Any game that makes collecting items and ingredients an important part of the main loop (aka survival, roguelikes) needs to find some incentive for you to acquire new items.
Item durability is a really common solution because it solves the problem neatly and models our real-life intuitions. It's also much bemoaned due to several pitfalls that I'll talk about briefly.
As you're probably aware, we humans have a strong propensity for loss-aversion. Once we have something we're more likely to hang on to it than to risk giving it up, even when risking it means there's a very good chance of a better payout.
It's the old "having your cake and eating it too" dilemma, although I've never liked that saying because what's the point of having a cake you don't intend to eat. Is it just a really fancy looking cake?
Anyways, having things you own taken away from you feels bad. It's also lame to have something helpful that you are too afraid to use for fear of losing it (like those potions of invulnerability you finish a jrpg with).

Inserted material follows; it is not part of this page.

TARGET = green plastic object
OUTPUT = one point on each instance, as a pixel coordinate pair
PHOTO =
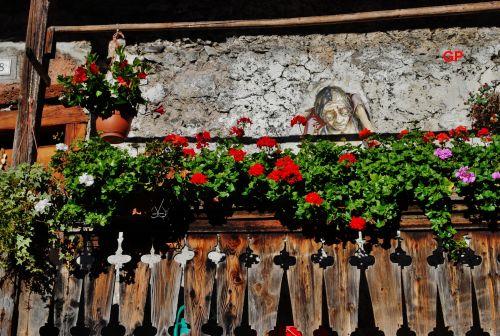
(181, 327)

I hope to keep the item decay from being totally annoying by following a few guidelines:
- Any item that is likely to decay or break through use should be relatively easy to acquire and frequently needed.
- Any exquisitely rare items should be either indestructible (as will be the case with unique "artifact" items), or repairable.
- Few consumables should be so amazing or irreplaceable that you would risk dying before using them "just in case".
The dilemma of using some amazing consumable and surviving vs gambling in order to save it for some even worse future situation just isn't that interesting to me I guess? I do envision some rare food that provides special bonuses, but nothing so amazing that you wouldn't want to eat it. In addition, some food may be preserved and last indefinitely, but would suffer some other trade off (less nourishing, more expensive to make, and so on).
In most cases, I want you to feel good about using, breaking, and replacing items. I'm trying to think of ways to incentivize you to craft items frequently so that you will always be discovering new recipes. Along these lines I'm also considering a salvage/repair mechanic that could be applied to broken items, so you can choose to trade an item for raw materials or vice versa. Restoring items could also spark new recipe discoveries.
This is all very speculative so I am of course prepared to throw it out if need be. For now at least, this feels like a good fit for what I have already.